# Defining my own BKeyboard with bananas 1.3



## koopa_troopas (May 18, 2011)

Hi, I'm having a silly problem again.

In the search screen i'n designing for my tivo application I need a BKeyboard narrower than the PLAIN_KEYBOARD. 
As I understand it, the minimum size of plain_keyboard is the one obtained by getKeyboardSize() method. 

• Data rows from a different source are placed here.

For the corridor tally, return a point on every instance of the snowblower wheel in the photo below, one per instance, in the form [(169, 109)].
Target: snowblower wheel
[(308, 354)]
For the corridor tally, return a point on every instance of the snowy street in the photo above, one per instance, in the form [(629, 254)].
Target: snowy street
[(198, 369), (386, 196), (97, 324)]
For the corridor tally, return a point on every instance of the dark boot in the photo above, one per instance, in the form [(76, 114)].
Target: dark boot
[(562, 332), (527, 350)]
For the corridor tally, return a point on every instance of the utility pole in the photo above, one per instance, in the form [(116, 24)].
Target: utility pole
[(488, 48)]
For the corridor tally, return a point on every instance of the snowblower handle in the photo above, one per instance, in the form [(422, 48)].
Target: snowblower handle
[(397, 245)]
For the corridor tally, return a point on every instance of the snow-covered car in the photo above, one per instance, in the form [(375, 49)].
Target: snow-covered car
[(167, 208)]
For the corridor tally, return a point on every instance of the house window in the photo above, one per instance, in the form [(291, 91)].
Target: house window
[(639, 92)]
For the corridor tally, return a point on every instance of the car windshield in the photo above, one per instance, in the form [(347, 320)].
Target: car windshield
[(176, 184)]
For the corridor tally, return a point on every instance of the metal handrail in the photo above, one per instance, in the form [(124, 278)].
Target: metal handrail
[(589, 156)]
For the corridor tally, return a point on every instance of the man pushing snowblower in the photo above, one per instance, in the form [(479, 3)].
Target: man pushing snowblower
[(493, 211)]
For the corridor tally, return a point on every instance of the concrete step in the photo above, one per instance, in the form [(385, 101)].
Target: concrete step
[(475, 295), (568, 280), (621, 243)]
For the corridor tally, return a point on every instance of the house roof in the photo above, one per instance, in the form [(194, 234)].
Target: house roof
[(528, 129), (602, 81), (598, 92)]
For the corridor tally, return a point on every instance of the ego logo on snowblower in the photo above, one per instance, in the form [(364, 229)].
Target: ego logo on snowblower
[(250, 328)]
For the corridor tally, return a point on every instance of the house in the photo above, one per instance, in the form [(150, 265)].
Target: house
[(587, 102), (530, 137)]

If I wanted a smaller BKeyboard, I would have to create a cell matrix of my own and the define a BKeyboard layout of my own??? I don't know if that's correct :S

Isn't there an easier way??

thank you very much.


----------



## koopa_troopas (May 18, 2011)

Well, i've already created the Bkeyboard I wanted by creating a 2d BKeyboard.cell array and then a BKeyboard layout. Everything works just fine except for one only thing:

I can't see the characters on the screen. I can choose them and they appear on the text screen, but I can't see in which character I'm on. Does anybody know why??


----------



## wmcbrine (Aug 2, 2003)

OK, I don't use TiVo's Java SDK, so take what I say with a grain of salt. But I have looked at it enough to know that the text in each keyboard in Bananas is pre-rendered to a single background PNG. (I remember it well, because I thought "WTF?".) I suspect they did it that way to cut down on the number of views needed, although for my own keyboard purposes, I found that I only needed one view per column.


----------



## koopa_troopas (May 18, 2011)

Thank you very much. Now it's just like I wanted


----------